My name is Tom, and I am a rising sophomore at Davidson who hopes to major in Chinese. With my sleep cycle normalized and my body well rested, I believe I can string together a few thoughts into a reflective post.

In China’s long history, many groups of people and sometimes entire civilizations have assimilated themselves into the Han Chinese culture. Most famously, Kublai Khan and the Mongol Empire conquered China in the 13th century and established the Yuan Dynasty. Despite halving the Chinese population, the invasion led to China’s second “golden age.” Increased trade outside of China helped spread and enrich Chinese culture. Science and religion simultaneously progressed, and numerous public works projects improved China’s infrastructure. While a typical imperialist invasion involves a stronger country conquering and forcing its customs and government structure upon a weaker neighbor, China ended up absorbing the Mongols into their government and culture.

The previous paragraph is admittedly a simplification of over a century of Chinese history. But Sinicization, or “a process whereby non-Han Chinese societies come under the influence of dominant Chinese state and society,” has occurred several times throughout Chinese history for good reason; Chinese culture is as admirable and enticing as it is complex and unique.

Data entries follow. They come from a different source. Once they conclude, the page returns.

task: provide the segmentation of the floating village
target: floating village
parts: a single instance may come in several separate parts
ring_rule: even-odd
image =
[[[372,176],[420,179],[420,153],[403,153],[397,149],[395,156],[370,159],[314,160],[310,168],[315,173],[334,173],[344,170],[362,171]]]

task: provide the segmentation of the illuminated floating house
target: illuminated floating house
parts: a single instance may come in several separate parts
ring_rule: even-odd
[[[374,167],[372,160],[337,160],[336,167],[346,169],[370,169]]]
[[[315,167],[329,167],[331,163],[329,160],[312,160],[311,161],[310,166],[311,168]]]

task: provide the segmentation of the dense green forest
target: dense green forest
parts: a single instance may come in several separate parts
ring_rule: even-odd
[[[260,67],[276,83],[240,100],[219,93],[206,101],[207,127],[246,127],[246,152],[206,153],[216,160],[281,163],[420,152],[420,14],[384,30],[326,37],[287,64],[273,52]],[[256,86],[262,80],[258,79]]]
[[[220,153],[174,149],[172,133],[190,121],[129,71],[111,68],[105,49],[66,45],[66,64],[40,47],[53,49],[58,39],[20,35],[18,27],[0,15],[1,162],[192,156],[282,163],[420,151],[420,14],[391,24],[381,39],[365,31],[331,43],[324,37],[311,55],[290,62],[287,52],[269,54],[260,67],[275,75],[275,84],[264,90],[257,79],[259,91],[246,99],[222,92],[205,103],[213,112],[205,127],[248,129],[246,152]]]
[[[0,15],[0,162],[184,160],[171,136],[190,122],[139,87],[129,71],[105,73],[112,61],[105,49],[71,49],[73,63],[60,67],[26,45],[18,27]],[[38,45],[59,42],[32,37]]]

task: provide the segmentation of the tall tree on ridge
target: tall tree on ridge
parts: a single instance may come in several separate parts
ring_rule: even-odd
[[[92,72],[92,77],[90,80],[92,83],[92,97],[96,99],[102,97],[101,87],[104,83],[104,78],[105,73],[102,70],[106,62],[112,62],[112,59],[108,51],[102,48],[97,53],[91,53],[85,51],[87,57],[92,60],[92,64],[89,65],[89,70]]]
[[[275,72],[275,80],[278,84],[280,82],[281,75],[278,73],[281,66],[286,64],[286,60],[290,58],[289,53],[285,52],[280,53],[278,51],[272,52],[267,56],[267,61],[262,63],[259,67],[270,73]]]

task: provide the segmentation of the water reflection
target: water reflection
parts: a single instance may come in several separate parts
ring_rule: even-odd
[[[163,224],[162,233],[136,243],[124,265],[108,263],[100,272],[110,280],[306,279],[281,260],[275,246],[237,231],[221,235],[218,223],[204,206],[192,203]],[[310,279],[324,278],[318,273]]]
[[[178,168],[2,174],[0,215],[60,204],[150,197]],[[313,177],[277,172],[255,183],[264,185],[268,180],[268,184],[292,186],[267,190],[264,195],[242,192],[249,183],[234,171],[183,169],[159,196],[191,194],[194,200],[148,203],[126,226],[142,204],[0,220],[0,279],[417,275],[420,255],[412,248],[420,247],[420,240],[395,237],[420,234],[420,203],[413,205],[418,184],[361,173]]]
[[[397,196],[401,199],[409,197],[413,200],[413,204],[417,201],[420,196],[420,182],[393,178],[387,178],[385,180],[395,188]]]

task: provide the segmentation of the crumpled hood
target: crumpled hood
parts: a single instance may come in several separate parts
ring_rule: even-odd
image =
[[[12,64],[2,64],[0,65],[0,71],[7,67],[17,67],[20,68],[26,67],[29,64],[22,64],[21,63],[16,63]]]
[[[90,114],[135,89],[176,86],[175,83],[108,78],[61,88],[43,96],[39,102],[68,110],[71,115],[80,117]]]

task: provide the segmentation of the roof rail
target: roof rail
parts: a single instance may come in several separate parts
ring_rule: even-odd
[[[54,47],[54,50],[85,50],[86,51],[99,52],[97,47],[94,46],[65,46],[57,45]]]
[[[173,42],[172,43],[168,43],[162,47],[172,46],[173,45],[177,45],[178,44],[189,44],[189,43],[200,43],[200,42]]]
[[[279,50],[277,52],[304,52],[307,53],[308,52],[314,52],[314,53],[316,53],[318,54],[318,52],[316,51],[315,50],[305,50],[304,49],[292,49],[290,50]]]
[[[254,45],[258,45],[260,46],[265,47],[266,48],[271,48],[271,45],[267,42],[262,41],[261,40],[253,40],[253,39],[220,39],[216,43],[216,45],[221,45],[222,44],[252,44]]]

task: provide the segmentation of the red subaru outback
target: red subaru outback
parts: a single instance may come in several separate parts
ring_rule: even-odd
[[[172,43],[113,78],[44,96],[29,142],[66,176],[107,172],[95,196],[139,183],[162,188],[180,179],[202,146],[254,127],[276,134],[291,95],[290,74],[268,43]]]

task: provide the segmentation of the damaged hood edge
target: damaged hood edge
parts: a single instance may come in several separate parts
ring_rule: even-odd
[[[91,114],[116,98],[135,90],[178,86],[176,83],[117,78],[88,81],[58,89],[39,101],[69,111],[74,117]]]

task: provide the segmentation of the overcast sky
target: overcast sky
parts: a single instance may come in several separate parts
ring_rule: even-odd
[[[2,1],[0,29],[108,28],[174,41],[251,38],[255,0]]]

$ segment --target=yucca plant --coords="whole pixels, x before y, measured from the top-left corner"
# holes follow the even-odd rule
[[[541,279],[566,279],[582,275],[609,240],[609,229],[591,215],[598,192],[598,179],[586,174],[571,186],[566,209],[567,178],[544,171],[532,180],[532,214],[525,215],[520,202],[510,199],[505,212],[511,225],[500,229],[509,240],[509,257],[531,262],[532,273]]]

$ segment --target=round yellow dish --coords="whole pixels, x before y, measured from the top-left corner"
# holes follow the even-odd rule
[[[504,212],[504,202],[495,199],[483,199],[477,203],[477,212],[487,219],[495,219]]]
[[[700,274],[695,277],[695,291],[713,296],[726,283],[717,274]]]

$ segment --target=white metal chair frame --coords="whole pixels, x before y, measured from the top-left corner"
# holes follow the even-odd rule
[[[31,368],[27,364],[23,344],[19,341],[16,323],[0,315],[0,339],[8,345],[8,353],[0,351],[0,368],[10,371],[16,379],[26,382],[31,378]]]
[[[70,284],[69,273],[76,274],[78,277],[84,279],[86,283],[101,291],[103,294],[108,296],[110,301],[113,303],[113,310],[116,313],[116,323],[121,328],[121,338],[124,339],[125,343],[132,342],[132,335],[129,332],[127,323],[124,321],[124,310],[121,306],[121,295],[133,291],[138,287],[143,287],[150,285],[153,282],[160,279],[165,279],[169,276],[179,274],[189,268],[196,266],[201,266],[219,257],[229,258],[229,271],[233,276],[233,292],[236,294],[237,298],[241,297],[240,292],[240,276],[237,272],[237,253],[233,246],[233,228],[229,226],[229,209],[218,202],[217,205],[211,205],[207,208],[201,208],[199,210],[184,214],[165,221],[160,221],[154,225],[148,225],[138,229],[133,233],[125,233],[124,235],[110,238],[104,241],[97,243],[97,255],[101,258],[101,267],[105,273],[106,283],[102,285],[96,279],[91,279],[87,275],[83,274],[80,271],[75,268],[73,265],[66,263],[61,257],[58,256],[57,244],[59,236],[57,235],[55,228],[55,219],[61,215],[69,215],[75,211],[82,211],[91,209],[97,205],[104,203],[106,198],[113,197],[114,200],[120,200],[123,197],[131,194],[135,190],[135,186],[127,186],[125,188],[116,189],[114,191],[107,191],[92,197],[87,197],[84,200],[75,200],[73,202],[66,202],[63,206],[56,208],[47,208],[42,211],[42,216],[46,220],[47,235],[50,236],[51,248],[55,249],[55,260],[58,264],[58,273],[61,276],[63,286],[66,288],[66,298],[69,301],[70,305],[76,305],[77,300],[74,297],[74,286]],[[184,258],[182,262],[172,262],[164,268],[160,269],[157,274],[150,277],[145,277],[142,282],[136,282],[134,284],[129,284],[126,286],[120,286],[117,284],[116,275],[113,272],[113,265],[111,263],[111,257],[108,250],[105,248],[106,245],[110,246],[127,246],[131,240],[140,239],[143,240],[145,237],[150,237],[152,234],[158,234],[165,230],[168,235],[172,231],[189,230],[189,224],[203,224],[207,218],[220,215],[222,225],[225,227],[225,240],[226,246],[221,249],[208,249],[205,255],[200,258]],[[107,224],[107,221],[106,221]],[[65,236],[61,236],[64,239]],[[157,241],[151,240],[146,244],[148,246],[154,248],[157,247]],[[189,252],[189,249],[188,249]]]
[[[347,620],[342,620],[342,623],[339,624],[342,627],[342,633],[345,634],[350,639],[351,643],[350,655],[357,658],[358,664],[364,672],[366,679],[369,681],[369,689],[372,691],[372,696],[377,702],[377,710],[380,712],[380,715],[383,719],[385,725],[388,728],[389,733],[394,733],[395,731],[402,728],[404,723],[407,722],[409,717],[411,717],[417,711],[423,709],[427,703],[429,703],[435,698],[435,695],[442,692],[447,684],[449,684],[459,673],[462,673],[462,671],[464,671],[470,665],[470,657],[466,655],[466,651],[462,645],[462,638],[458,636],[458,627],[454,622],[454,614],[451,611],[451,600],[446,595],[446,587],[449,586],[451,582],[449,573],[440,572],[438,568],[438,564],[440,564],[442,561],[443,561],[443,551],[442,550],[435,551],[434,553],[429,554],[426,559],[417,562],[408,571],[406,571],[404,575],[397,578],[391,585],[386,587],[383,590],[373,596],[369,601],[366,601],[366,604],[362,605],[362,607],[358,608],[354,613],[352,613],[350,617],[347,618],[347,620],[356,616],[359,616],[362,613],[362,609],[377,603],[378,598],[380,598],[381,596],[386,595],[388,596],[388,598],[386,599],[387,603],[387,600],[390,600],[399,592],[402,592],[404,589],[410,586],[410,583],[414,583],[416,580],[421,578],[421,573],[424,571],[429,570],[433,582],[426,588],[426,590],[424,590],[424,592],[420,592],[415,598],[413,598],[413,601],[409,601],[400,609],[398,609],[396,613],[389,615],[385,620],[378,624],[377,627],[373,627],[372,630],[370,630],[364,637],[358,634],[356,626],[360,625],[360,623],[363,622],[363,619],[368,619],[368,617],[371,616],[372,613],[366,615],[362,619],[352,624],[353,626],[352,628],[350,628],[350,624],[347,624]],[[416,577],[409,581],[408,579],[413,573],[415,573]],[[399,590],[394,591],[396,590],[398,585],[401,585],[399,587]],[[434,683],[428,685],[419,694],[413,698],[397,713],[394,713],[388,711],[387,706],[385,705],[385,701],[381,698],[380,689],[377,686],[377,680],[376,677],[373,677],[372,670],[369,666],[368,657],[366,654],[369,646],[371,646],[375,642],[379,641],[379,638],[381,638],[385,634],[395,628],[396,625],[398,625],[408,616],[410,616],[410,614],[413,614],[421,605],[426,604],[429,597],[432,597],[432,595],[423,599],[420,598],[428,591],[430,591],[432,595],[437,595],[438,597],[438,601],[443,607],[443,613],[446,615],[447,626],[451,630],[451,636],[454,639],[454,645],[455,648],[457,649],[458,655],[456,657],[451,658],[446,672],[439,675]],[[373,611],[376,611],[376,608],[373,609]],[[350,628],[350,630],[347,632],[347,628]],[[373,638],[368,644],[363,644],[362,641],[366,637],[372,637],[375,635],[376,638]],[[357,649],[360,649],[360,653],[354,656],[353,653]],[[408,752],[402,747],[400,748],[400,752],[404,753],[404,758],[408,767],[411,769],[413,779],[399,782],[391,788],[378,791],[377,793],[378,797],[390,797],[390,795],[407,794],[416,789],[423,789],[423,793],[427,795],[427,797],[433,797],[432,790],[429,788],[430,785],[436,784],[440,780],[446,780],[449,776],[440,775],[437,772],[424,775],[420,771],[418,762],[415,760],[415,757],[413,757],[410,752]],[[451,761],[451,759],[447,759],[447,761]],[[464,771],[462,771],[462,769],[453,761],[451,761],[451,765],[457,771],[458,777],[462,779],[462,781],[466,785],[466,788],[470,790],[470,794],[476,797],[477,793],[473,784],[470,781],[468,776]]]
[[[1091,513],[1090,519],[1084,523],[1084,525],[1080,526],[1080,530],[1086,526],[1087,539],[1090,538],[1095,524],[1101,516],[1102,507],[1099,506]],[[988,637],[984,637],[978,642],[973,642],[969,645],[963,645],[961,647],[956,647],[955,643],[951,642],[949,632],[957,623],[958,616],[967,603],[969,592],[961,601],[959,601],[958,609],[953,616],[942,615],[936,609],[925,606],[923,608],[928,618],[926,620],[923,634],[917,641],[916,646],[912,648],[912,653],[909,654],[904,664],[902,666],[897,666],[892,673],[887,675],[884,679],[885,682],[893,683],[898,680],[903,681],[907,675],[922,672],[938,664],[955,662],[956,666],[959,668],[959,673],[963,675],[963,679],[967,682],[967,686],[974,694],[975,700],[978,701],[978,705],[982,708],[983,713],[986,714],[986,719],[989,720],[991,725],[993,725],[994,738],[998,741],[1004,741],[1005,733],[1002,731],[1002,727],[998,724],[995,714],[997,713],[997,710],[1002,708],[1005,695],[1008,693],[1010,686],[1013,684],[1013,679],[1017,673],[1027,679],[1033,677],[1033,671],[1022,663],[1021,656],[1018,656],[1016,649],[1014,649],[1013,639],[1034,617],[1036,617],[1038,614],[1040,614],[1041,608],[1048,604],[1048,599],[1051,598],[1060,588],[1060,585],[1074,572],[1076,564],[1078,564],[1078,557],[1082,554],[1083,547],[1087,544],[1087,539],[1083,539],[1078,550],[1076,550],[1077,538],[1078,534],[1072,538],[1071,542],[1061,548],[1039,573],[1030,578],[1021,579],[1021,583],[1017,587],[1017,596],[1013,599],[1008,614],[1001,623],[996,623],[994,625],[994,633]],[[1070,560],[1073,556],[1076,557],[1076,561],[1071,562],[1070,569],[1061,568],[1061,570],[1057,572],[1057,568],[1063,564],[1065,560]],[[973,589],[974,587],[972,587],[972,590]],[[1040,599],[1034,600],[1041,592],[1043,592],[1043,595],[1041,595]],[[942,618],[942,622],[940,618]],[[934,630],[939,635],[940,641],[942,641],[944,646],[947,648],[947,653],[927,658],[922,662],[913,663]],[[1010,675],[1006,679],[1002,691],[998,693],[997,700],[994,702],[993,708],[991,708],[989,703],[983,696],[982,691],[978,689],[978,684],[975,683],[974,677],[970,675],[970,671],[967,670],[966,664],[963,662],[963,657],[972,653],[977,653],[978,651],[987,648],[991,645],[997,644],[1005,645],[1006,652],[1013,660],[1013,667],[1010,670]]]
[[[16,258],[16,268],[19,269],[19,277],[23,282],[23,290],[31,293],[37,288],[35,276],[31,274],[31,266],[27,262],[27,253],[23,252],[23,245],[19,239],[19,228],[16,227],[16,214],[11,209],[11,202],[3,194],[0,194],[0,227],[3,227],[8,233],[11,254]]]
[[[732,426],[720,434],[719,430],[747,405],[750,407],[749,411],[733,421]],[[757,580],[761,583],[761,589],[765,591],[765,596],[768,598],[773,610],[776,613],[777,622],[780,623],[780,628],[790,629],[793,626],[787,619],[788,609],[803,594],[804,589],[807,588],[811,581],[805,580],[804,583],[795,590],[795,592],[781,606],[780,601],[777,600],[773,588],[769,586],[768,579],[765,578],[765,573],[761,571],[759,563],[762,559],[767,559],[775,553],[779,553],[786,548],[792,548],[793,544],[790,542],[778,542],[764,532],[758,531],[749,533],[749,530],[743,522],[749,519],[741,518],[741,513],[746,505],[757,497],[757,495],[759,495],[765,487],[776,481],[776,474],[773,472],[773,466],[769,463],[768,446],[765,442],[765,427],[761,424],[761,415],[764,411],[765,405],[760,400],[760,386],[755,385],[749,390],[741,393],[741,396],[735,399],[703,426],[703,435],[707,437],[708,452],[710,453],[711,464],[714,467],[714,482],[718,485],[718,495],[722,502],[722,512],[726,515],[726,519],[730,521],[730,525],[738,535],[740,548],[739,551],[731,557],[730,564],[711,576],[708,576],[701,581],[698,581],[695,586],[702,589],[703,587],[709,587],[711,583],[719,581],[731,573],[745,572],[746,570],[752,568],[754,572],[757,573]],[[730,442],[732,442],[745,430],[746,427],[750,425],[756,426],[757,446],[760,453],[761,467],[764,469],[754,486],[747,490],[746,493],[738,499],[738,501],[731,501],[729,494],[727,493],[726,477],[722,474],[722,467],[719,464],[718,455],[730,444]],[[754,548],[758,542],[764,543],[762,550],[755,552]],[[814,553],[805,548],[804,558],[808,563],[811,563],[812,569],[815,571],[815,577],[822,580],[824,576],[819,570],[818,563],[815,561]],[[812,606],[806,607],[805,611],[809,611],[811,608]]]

Americans have the unfortunate reputation of feeling too comfortable in our own skin. In other words, some of us stubbornly possess the belief that our culture and government is superior to others, and thus look down upon or even take offense to the cultures of other countries. I can proudly say that this reputation does not fit myself or anyone on the Davidson research team. Speaking for myself, living in a society I have studied for the last five years is an experience I will never forget. Others in the group have taken to Shanghai in their own ways, ranging from the development of a genuine addiction to baozi to wandering for hours in Yuyuan gardens.

Our first few days in China were overwhelming because we tried to take in more than our minds could handle. Having settled into a semi-normal routine, we will now begin our work: gathering information about food within the context of Chinese culture, processing this knowledge, and converting it into a format that will allow us to share our findings. We are all excited about the opportunities that this upcoming month will offer us, and aim to capitalize on them.